RE: irq_build_affinity_masks() allocates improper affinity if num_possible_cpus() > num_present_cpus()?

From: Dexuan Cui <decui@microsoft.com>
To: Thomas Gleixner <tglx@linutronix.de>,
	Ming Lei <ming.lei@redhat.com>, Christoph Hellwig <hch@lst.de>,
	Christian Borntraeger <borntraeger@de.ibm.com>,
	Stefan Haberland <sth@linux.vnet.ibm.com>,
	Jens Axboe <axboe@kernel.dk>, Marc Zyngier <marc.zyngier@arm.com>,
	"linux-pci@vger.kernel.org" <linux-pci@vger.kernel.org>,
	"linux-kernel@vger.kernel.org" <linux-kernel@vger.kernel.org>
Cc: Long Li <longli@microsoft.com>,
	Haiyang Zhang <haiyangz@microsoft.com>,
	Michael Kelley <mikelley@microsoft.com>
Subject: RE: irq_build_affinity_masks() allocates improper affinity if num_possible_cpus() > num_present_cpus()?
Date: Wed, 7 Oct 2020 03:08:09 +0000	[thread overview]
Message-ID: <KU1P153MB0120B72473E50B1B723E25E6BF0A0@KU1P153MB0120.APCP153.PROD.OUTLOOK.COM> (raw)
In-Reply-To: <87lfgj6v30.fsf@nanos.tec.linutronix.de>

> From: Thomas Gleixner <tglx@linutronix.de>
> Sent: Tuesday, October 6, 2020 11:58 AM
> > ...
> > I pass through an MSI-X-capable PCI device to the Linux VM (which has
> > only 1 virtual CPU), and the below code does *not* report any error
> > (i.e. pci_alloc_irq_vectors_affinity() returns 2, and request_irq()
> > returns 0), but the code does not work: the second MSI-X interrupt is not
> > happening while the first interrupt does work fine.
> >
> > int nr_irqs = 2;
> > int i, nvec, irq;
> >
> > nvec = pci_alloc_irq_vectors_affinity(pdev, nr_irqs, nr_irqs,
> >                 PCI_IRQ_MSIX | PCI_IRQ_AFFINITY, NULL);
> 
> Why should it return an error?

The above code returns -ENOSPC if num_possible_cpus() is also 1, and
returns 0 if num_possible_cpus() is 128. So it looks the above code is
not using the API correctly, and hence gets undefined results.
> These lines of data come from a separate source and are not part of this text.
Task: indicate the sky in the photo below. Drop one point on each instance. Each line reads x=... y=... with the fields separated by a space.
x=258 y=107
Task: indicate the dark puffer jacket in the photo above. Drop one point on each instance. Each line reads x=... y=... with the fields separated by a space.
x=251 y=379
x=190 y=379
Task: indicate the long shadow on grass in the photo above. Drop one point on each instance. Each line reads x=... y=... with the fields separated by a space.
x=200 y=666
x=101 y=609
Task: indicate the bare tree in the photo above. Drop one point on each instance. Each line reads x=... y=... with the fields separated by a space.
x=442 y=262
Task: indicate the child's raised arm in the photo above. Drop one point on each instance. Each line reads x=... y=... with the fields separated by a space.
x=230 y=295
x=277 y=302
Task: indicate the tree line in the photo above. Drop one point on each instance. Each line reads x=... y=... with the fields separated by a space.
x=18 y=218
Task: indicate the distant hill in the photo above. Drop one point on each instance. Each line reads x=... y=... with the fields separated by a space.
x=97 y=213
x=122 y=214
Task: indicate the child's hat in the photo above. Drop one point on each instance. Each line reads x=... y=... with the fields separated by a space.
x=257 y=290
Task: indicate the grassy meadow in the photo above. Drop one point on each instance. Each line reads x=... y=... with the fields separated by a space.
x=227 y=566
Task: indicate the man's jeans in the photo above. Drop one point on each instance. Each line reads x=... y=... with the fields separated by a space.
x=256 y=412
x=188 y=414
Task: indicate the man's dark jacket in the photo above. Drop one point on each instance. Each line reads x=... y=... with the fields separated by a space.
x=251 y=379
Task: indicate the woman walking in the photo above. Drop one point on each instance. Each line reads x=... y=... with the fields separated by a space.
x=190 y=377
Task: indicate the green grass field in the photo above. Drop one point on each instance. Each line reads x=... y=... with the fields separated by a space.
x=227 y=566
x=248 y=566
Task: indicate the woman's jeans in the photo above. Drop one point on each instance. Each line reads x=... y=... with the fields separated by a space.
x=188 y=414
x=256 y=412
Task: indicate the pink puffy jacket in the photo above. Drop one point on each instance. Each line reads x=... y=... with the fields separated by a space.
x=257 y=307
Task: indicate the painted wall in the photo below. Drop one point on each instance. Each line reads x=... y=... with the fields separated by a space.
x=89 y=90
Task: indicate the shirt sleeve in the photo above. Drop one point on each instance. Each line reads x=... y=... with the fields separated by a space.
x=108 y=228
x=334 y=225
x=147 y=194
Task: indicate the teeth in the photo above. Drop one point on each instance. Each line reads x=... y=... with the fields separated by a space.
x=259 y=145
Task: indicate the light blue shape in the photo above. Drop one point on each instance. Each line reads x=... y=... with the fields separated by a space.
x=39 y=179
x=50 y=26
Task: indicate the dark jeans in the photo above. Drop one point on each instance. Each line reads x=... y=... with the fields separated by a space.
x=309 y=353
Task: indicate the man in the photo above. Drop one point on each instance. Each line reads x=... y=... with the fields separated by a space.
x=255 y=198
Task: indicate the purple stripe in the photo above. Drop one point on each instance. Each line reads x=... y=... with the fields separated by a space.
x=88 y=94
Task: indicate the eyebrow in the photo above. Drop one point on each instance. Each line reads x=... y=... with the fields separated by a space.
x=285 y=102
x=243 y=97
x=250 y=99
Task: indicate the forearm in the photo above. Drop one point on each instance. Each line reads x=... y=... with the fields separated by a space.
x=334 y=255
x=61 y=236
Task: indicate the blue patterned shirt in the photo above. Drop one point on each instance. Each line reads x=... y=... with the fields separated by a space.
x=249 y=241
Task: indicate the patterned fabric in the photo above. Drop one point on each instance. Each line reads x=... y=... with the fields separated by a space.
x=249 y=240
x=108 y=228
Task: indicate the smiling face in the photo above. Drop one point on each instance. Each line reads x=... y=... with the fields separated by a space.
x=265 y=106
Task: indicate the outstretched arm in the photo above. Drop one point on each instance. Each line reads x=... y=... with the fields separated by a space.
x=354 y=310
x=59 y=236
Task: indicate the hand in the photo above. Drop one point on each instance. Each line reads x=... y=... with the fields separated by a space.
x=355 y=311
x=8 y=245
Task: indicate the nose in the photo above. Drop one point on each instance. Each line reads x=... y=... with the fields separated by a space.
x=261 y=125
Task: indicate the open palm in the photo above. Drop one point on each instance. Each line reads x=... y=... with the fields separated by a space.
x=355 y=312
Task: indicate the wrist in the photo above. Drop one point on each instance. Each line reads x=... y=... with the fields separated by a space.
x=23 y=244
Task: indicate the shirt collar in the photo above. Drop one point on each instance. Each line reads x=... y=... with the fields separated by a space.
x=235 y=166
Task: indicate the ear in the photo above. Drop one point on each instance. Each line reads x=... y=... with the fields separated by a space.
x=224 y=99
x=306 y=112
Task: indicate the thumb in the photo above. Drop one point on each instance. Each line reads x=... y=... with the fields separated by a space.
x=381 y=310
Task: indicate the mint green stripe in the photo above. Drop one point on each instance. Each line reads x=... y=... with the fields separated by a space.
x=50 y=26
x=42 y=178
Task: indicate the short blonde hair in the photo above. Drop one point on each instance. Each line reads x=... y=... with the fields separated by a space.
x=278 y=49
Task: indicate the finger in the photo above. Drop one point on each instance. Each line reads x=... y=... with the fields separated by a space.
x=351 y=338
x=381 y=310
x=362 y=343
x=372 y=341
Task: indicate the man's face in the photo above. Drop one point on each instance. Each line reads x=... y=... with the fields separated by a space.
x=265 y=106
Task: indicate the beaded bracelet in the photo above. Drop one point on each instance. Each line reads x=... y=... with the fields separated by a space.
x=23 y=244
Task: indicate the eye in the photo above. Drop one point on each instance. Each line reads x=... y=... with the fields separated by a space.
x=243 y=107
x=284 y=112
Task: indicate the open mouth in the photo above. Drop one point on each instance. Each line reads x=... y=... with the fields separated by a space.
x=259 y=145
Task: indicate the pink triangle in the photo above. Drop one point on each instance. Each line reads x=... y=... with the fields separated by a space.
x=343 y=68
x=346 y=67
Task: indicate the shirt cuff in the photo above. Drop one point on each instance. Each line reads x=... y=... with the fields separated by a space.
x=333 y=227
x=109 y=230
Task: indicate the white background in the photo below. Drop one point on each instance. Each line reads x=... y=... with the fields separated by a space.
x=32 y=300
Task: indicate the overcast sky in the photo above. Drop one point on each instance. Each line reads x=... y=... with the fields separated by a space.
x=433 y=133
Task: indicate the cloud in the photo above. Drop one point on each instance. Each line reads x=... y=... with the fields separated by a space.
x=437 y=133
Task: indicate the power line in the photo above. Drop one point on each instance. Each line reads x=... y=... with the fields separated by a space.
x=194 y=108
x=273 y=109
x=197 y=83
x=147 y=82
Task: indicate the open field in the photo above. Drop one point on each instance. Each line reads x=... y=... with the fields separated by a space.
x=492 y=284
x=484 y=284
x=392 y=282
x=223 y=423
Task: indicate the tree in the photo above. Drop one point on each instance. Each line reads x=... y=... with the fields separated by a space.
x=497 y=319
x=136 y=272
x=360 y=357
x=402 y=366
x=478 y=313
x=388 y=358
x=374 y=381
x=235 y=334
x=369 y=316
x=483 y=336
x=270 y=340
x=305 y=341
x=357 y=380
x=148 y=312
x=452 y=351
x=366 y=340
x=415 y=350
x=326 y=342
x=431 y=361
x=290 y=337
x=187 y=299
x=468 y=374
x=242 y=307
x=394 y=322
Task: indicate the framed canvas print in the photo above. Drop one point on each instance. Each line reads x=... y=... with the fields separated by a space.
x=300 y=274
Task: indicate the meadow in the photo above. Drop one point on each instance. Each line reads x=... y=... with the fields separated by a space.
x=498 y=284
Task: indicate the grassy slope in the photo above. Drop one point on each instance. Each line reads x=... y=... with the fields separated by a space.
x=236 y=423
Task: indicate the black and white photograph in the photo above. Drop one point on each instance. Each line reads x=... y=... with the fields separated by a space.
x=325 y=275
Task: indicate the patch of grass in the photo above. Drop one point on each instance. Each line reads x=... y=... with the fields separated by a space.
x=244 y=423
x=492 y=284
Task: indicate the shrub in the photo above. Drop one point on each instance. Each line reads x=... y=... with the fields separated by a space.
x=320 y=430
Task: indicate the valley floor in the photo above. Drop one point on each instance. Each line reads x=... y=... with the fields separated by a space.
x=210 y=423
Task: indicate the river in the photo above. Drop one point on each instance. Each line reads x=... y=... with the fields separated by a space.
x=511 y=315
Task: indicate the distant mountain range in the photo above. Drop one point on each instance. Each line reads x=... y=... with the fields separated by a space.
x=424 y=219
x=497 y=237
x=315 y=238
> > for (i = 0; i < nvec; i++) {
> >         irq = pci_irq_vector(pdev, i);
> >         err = request_irq(irq, test_intr, 0, "test_intr", &intr_cxt[i]);
> > }
> 
> And why do you expect that the second interrupt works?
> 
> This is about managed interrupts and the spreading code has two vectors
> to which it can spread the interrupts. One is assigned to one half of
> the possible CPUs and the other one to the other half. Now you have only
> one CPU online so only the interrupt with has the online CPU in the
> assigned affinity mask is started up.
> 
> That's how managed interrupts work. If you don't want managed interrupts
> then don't use them.
> 
> Thanks,
> 
>         tglx

Thanks for the clarification! It looks with PCI_IRQ_AFFINITY the kernel 
guarantees that the allocated interrutps are 1:1 bound to CPUs, and the
userspace is unable to change the affinities. This is very useful to support
per-CPU I/O queues.

Thanks,
-- Dexuan